I’m a picky eater, though I’ve tried not to be.  And this viscerally reminds me that receiving hospitality can be as much of a challenge, as full of vulnerability, as offering it. Sometimes more.

Now, I know Jesus isn’t telling people with celiac disease or serious food allergies to eat things that can kill them, but he is telling, say, vegetarians to eat meat as a good guest and gospel messenger, or middle-class Americans to eat squirrel and snake. 
His disciples are being sent out into foreign territory, where some of their hosts will know nothing about the “right”, holy and faithful ways to plan and prepare food.  They’ll have to give up their lifelong personal – even religiously mandated – morality and expectations about food lest it get in the way of the Kingdom of God.

Jesus’ instructions, and that young man’s story, remind me that receiving hospitality can actually be a gift from the guest to the host, that although we may – subconsciously at least - think of hospitality and welcome as things that the established, comfortable, and secure can offer to those who have less, we can and should receive hospitality from those who are more vulnerable than we feel, or who are our enemies.
And we can give the gift of peace – a gift that grows and deepens – by accepting that hospitality.

Paul makes the other side of that case in his letter to the church in Galatia, telling the Jewish Christians – who are the “hosts” of the community, welcoming Gentiles into their faith – that they don’t get to choose the terms on which they offer welcome.  That in Christ, in the Kingdom of God, you have to accept and welcome things that challenge our sense of righteousness, of rightness, and learn to see them as godly, too.

Paul insists that freedom is not being able to do whatever we want – or get other people to do what we want – but that freedom is a mutual interdependence:
the freedom to rely on one another,
the freedom to be vulnerable,
the freedom to lose our image of ourselves, in favor of sharing in the image of God with people who are not like us and will change us in ways we can’t plan for.

As we pray for and celebrate our nation this weekend, what would it be like to apply these principles to our sense of nation, patriotism, self?
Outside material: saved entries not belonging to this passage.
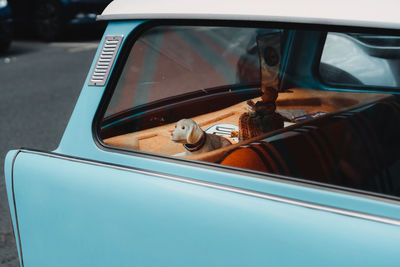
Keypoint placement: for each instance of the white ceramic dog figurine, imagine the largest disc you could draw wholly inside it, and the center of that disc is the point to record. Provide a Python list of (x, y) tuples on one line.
[(194, 139)]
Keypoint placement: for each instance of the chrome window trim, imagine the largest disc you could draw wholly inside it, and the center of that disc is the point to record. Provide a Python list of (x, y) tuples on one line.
[(271, 197)]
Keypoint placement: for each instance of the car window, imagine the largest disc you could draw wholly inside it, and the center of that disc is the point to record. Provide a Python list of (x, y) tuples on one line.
[(172, 60), (361, 60), (219, 95)]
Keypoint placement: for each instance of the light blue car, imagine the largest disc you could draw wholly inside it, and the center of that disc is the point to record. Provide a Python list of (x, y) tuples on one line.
[(223, 134)]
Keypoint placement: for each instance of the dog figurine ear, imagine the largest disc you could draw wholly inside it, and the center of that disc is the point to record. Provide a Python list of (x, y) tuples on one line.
[(193, 133)]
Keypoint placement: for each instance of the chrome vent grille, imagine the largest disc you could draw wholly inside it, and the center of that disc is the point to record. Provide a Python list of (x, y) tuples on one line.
[(105, 61)]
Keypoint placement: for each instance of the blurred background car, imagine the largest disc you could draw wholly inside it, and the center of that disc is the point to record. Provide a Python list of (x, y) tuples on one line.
[(47, 19), (5, 26)]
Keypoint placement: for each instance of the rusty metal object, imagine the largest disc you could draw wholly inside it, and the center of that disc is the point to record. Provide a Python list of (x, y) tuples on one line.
[(262, 116)]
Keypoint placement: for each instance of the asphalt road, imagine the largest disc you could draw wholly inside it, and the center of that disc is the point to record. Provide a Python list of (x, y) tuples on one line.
[(39, 85)]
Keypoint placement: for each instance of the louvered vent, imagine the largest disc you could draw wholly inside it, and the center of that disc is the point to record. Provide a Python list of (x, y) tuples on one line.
[(106, 60)]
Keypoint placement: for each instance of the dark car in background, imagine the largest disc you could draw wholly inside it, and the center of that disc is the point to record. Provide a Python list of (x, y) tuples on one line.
[(5, 26), (47, 19)]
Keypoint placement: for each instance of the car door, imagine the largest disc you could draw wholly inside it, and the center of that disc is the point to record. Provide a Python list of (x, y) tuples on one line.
[(86, 204)]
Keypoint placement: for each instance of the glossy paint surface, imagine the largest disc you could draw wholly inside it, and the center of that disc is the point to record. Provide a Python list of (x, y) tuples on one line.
[(73, 210)]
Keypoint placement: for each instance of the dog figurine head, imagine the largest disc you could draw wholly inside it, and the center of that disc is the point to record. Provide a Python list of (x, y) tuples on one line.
[(187, 132)]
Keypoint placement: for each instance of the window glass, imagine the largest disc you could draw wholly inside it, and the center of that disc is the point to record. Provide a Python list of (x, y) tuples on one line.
[(235, 96), (168, 61), (361, 59)]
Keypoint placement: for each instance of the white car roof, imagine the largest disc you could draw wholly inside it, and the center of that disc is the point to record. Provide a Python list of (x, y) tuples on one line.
[(367, 13)]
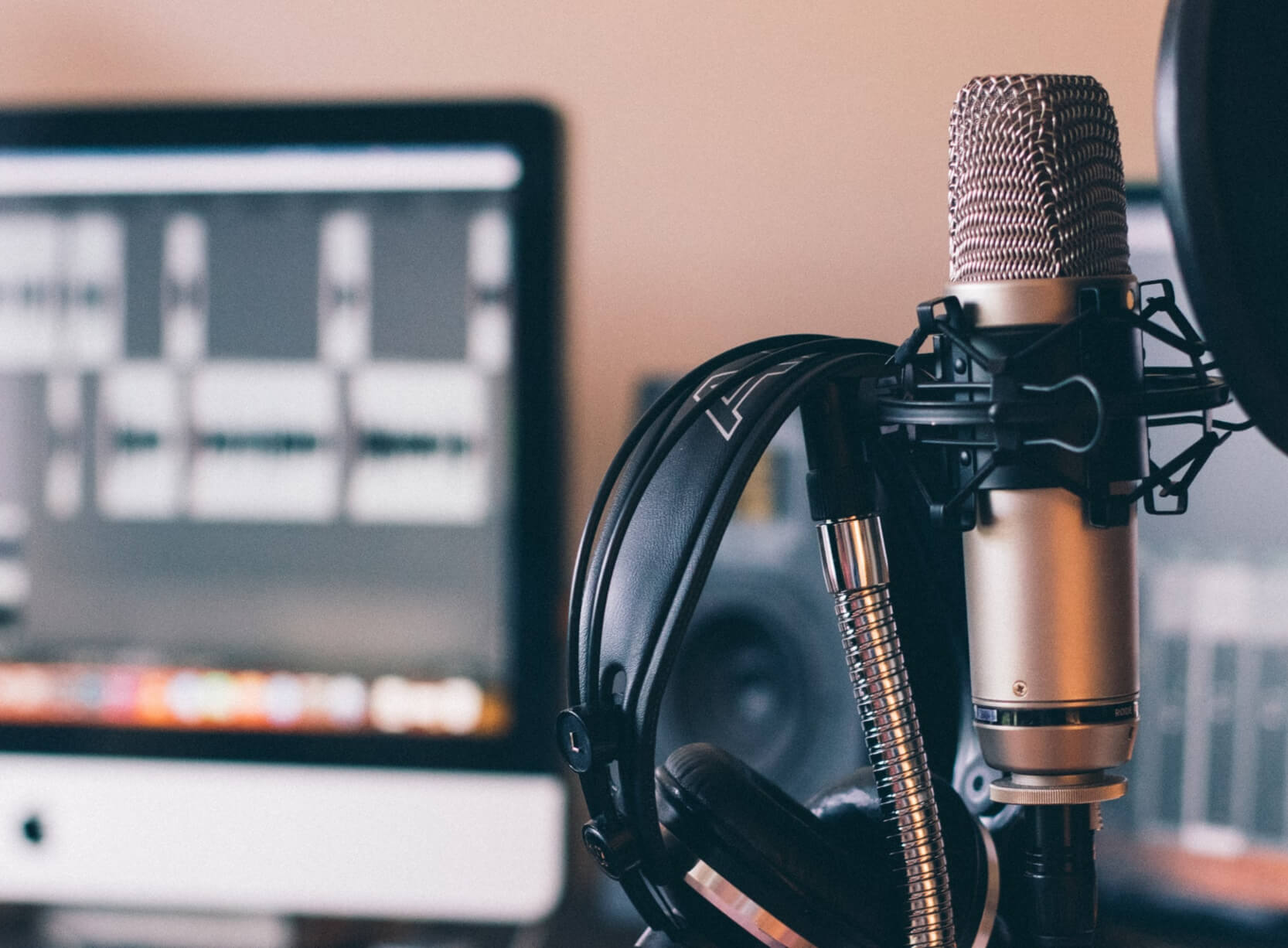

To think of ourselves as the Galatians, welcoming people who definitely do not do this thing right, and who might even be dangerous to our comfort and identity, and who are certainly going to change our community if we let them in – and trusting God and one another that the new nation, the new community of grace, that arises will be stronger, freer, and more worthy of trust.

Our own founding national story, after all, is about how strangers came to this land, bringing dramatic and even dangerous differences to the inhabitants, and how from that disruption a nation that that inspires freedom around the world was born.

Or how would it be, now, to imagine ourselves as always receiving hospitality, from our nation, from the land itself, from one another, from the folks who post strange things on Facebook or who disagree with us on the right path for our country?
How would it be if, accepting what is set before us, we learn to trust that what is strange to us will not only nourish our bodies, but form the strong bonds of table fellowship that build strangers into family.

It’s a failure of that imagination that seems to have lead to Brexit, to Orlando, to so many other painful and divisive experiences in our world.
But still, that vulnerable hospitality and guest-ship keeps popping up, too – stories of Muslims inviting a local LGBT community to a Ramadan meal, of people opening their homes and hearts to strangers in the midst of loss and grief and division.
Stories about how even now, the Kingdom of God comes near.

And it’s worth remembering, too, that even when Jesus instructs his disciples to wipe the merest dust of a place from their feet, when their mission of peace, hospitality, mutuality, vulnerability, and trust fails, they are still to remind that town – themselves, us – that the Kingdom of God has come near.

It’s worth remembering that when we open the door – even when we fail, even in spite of us – the Kingdom of God has come near.